MILAN: Italians waited with bated breath yesterday for talks between Prime Minister Mario Monti and Fiat boss Sergio Marchionne on the future of a troubled auto giant that once symbolised Italy’s boom.
Marchionne has repeatedly warned he may be forced to shut down one of Fiat’s five massive Italian plants, which are all producing way below capacity because of a slump in European car sales that has hit Italy particularly hard.
The subject is an emotive one in Italy — where Fiat is the biggest employer in the private sector and the company’s 113-year history is closely bound up with the ups and downs of the Italian economy and the trade union movement.
Marchionne laid out his cards on Friday, saying he hoped the Italian government had taken note that Fiat’s recent successes in Brazil had been helped by “financing and tax breaks” given to auto sector investors there.
Fiat’s Brazilian plant in Pernambuco, he said, had received “up to 85 percent financing on a total investment of $3bn”. “We know very well that, considering the current European rules, similar financing conditions are impossible within the European Union,” he added.

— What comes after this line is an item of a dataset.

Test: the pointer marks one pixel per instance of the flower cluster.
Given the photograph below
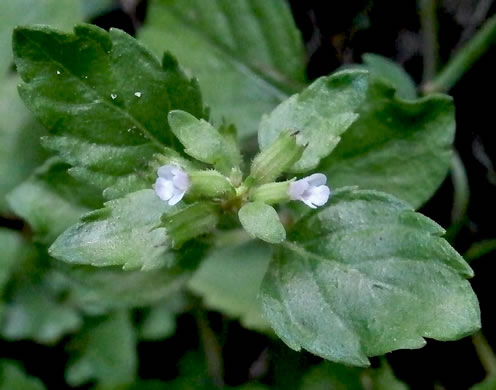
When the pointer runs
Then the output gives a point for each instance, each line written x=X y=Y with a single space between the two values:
x=173 y=183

A report in La Repubblica daily said Fiat could unveil a programme of early retirements and reduced hours and a plan to allow production at its Italian plants by other auto companies to stave off outright factory closures.
The most recent controversy over Fiat was unleashed when the company last week said it was dropping a strategic plan it had announced in 2010 to invest ¤20bn and produce 1.4 million cars in Italy by 2014. Fiat said it could no longer meet the targets because the economic crisis has brought car sales in Italy back down to their level 40 years ago.